Africa's people are under cyber attack and why we need more cyber security awareness and training on the continent

ITWeb Security Summit 2020 -  24 Aug 2020

Africa has become the new hunting ground for cyber criminals and fraudsters looking to exploit user vulnerabilities.

2019 KnowBe4 African Report found that Africa is increasingly vulnerable to cyber attacks. The report highlighted how vulnerable users were when it came to recognising cyber threats and managing their risk profiles. In 2020, Accenture released a report entitled: ‘Insight into the Cyberthreat Landscape in South Africa’ that revealed there are around 577 attempted malware attacks every hour. Cyber crime has turned towards Africa and is putting its people and organisations at risk.

“With cyber crime shifting its attention towards emerging economies and with Africa’s Internet penetration about to double to one billion Internet users by 2022, the African continent has become an attractive target for cyber crime,” says Anna Collard, Managing Director of KnowBe4 Africa. “A lot of these users will be connecting for the first time and will have very little awareness of the risks.”

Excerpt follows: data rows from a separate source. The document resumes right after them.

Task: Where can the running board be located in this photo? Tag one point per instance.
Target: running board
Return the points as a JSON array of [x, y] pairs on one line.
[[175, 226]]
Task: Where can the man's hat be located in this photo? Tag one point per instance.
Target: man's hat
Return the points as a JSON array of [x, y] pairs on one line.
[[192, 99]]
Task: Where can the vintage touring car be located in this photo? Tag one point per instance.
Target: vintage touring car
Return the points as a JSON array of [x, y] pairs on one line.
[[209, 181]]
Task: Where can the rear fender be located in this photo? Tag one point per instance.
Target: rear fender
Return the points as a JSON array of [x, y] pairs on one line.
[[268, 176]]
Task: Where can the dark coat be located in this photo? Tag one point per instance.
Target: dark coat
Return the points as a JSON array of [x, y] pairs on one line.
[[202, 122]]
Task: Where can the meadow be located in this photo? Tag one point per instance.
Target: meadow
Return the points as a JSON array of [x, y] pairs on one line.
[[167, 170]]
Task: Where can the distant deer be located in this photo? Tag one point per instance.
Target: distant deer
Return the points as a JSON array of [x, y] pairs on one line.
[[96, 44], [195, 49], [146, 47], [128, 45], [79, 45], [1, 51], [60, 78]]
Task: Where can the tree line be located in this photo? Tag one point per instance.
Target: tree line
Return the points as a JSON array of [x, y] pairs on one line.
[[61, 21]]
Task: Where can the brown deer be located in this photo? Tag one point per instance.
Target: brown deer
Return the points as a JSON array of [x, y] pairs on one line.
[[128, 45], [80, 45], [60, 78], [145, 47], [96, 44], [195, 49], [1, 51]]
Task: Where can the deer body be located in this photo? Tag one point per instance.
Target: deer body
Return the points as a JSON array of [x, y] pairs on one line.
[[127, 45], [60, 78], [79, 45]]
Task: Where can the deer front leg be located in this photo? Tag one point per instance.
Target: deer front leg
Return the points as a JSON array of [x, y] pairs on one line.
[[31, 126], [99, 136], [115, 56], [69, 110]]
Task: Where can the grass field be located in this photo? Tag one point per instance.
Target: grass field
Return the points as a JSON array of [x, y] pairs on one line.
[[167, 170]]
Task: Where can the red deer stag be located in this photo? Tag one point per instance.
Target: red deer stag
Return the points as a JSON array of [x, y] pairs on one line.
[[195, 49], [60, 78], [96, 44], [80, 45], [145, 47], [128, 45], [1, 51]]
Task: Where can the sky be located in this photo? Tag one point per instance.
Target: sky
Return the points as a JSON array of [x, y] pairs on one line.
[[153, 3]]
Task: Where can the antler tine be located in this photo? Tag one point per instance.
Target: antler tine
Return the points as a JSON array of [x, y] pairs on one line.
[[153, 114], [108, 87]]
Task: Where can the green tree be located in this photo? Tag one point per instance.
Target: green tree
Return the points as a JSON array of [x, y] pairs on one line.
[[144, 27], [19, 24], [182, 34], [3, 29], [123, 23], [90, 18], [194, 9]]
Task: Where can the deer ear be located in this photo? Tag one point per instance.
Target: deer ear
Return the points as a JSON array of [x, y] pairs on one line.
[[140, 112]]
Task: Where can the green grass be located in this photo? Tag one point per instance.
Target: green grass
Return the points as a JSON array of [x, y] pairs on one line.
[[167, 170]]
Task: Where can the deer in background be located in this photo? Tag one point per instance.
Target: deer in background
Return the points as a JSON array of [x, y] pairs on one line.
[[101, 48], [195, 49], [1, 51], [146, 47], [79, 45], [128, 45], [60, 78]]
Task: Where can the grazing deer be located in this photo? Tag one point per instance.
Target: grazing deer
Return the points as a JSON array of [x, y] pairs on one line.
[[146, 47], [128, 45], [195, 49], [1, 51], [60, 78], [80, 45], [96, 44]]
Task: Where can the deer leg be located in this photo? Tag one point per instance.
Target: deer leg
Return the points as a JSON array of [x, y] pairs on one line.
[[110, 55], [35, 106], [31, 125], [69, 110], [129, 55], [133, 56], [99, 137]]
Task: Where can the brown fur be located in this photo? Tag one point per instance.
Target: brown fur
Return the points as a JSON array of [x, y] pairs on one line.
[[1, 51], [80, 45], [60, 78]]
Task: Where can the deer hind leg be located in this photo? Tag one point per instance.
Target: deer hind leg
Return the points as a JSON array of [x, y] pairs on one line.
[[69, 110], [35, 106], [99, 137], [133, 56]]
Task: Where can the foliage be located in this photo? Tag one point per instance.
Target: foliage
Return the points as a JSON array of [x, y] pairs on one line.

And the risks are extensive. The Accenture report pointed out that in 2019, many of the attacks were successful, particularly against well-known organisations and service utilities. This draws a picture of a worrying trend that can fundamentally affect the lives and livelihoods of people on the continent.

“Sub-Saharan Africa is the region with the most financial transactions happening via mobile devices,” says Collard. “This is another reason why crime is paying attention. If users aren’t aware of the risks or don’t realise that their mobile devices put them at risk, then they are open to fraud and attack.”

ITWeb Security Summit 2020

Many people still think that mobile devices aren’t vulnerable to attack. They don’t realise that fake links, phishing e-mails, scams and malware are as easily perpetrated on a mobile device as they are on a PC. In fact, many cyber criminals use fake links and phishing messages to catch people who are unaware on WhatsApp or SMS. People are often more inclined to believe that a SMS or WhatsApp message is real and are lured into handing over important personal information using these channels.

“The problem is that many people can’t protect themselves because they don’t realise the extent of the threat or how to identify it,” says Collard. “They think they can – our survey found that around 55% of respondents believed they could identify a security threat and yet they gave away personal information or fell prey to scams. There is a desperate need for more education around cyber crime, how to identify it, and the methods that scammers use.”

The continent is lagging on security legislation and education, and is lacking security professionals who can support both business and government in refining their security postures and approaches.

“The high degree of digitisation, combined with the increase in mobile malware and sophistication of social engineering attacks, makes people more vulnerable than ever,” says Collard.

Training is essential in minimising risk. If people understand the processes and methods used by cyber criminals, they are more likely to identify them and to avoid making unnecessary mistakes.

“Training will help people to identify potential risks and be more alert before they commit to sharing information or clicking on images or links,” says Collard. “This can help Africa and its people push back against the rising tide of cyber crime and protect themselves and their personal information.